Nicotinamide benefits both mothers and pups in two contrasting mouse models of preeclampsia. - PubMed - NCBI
"...To explore the potential of nicotinamide for treating PE, we first evaluated its effects on the PE-like condition induced in nonpregnant female inbred strain C57BL/6J mice by administrating 109 plaque forming units (pfu) of a recombinant adenovirus, rAdV Flt1(1-3), that infects the liver and causes production of Flt1(1-3) and increases its concentration in the plasma (7). [Flt(1-3) is a synthetic protein that includes a signal sequence, the first 328 amino acids of FLT1, and six copies of a His tag.] These experiments showed that 500 mg/kg per day of oral nicotinamide has significant beneficial effects on the hypertension, albuminuria, damage to the endothelium of the renal glomerular capillaries, and glomerular mesangial expansion caused by the Flt1(1-3) (Fig. S1). [The amount of nicotinamide used in these and all of our other experiments (500 mg/kg per day) is equivalent to 2.5 g/d in a 60-kg human, when corrected for body surface area (8), and consequently does not exceed doses (3–9 g daily) that are commonly used (9, 10).]

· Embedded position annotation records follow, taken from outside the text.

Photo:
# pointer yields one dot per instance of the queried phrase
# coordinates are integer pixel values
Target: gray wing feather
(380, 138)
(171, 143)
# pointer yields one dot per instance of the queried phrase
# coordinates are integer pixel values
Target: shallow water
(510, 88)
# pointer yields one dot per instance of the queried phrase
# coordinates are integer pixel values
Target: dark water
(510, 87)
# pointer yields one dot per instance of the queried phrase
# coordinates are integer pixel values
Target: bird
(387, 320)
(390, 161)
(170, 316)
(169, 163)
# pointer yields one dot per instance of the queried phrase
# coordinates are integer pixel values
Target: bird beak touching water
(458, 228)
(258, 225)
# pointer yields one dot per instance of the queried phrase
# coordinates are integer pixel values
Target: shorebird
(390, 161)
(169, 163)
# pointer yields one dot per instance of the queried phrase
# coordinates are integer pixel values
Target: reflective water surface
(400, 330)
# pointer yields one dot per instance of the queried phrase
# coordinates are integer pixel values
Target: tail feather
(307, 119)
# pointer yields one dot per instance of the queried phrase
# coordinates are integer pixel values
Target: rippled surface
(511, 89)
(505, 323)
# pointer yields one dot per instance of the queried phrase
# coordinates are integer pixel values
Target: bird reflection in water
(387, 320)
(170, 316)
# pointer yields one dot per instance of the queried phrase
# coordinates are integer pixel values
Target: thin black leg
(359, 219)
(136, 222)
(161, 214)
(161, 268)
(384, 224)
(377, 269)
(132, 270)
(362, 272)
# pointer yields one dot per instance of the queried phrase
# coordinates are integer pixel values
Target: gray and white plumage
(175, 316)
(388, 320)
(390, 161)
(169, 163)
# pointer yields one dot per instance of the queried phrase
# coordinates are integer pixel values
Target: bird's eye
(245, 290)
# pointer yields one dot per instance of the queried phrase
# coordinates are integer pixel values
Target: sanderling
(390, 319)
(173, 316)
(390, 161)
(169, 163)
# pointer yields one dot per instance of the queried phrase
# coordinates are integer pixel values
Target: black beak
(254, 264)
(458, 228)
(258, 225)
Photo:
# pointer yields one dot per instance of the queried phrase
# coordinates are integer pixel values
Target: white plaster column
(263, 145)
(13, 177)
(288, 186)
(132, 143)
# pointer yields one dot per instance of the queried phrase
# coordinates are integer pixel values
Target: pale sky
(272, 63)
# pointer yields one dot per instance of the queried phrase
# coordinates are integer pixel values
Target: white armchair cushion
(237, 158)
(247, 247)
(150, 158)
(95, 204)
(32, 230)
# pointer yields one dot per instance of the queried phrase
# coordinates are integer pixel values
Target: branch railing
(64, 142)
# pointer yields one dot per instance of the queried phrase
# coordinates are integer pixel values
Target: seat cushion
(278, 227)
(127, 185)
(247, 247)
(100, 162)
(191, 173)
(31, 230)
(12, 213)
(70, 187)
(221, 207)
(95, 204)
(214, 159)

"...Fig. S6 presents diagrammatically an overview of the pathways via which nicotinamide may benefit both mothers and pups in our two contrasting mouse models of PE. Nicotinamide inhibits ADPR cyclase, relaxes blood vessels constricted by sFLT1 (2, 3), and improves the condition of the endothelium, thereby correcting the hypertension and the albuminuria caused in the mothers by PE. At the same time, acting through the NAD+ salvage pathway, it improves the metabolic state of hypoxic embryos, normalizes their production of ATP, and prevents FGR. Nicotinamide probably ameliorates the consequences of PE-associated ischemia in the same way that it protects the heart from ischemic reperfusion injury (25)."